Mother gets 21 days jail suspended for son not attending school
By Brendan Grehan
A TALLAGHT woman whose son (13) has not been attending school received a 21-day suspended sentence in Tallaght District Court.
Judge Patricia McNamara ordered that the sentence run consecutively after the sentence the woman is currently serving.
The court heard that the boy had missed 98 per cent of school days.
The woman, aged 31, who has an address in Tallaght, pleaded guilty to failing to ensure her son’s attendance at a secondary school in Tallaght on December 11, 2017 and dates subsequently.
An Educational Welfare Officer from Tusla told the court that the case had been referred to her on March 30, 2016, when the boy was in primary school as he was refusing to go to school.
She said he was given an individual education plan and given support by a special needs assistant, but his attendance did not improve.
The EWO said the boy has an undiagnosed emotional behavioural difficulty and to receive treatment he would have to be referred by his GP to the Lucena Clinic.
She said the Lucena Clinic had a waiting list of 10 months.
The EWO said she wrote four letters and spoke to his grandmother eight times.
She said that after she issued the school attendance notice, she wrote five letters to the mother, made four home visits and arranged three meetings with the mother, two of which she attended.
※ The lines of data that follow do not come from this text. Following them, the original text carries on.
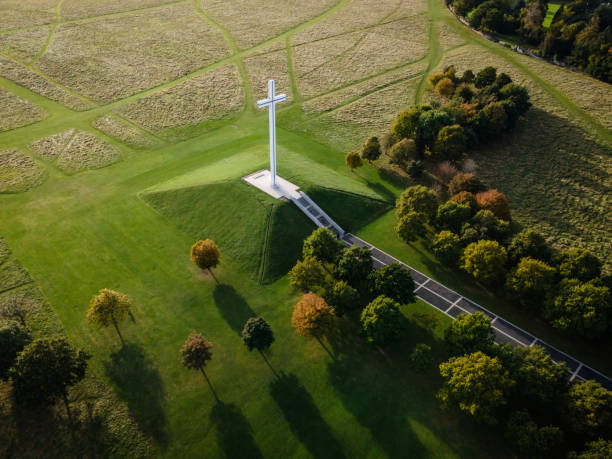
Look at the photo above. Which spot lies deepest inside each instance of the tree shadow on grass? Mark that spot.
(304, 417)
(139, 384)
(232, 306)
(234, 433)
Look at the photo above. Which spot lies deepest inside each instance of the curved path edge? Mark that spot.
(452, 304)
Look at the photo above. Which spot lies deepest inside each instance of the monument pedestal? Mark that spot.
(282, 189)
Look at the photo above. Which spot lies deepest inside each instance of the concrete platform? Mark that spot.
(283, 189)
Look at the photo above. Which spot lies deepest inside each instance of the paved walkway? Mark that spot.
(452, 304)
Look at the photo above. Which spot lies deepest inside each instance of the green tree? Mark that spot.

She said that between the issuing of the school attendance notice and the issuing of the summons, the boy had missed 120 out of 122 school days, an absentee rate of 98 per cent.
She said that the boy had been suspended on 27 of those days.
The court heard that the woman is currently in custody.
Her counsel, Stephen Montgomery Bl, said his client married young and had to raise her four children on her own.
He said the boy is extremely aggressive towards his mother.
Judge McNamara sentenced the woman to 21 days jail, suspended for 18 months and ordered that it run consecutively from the termination of her current sentence.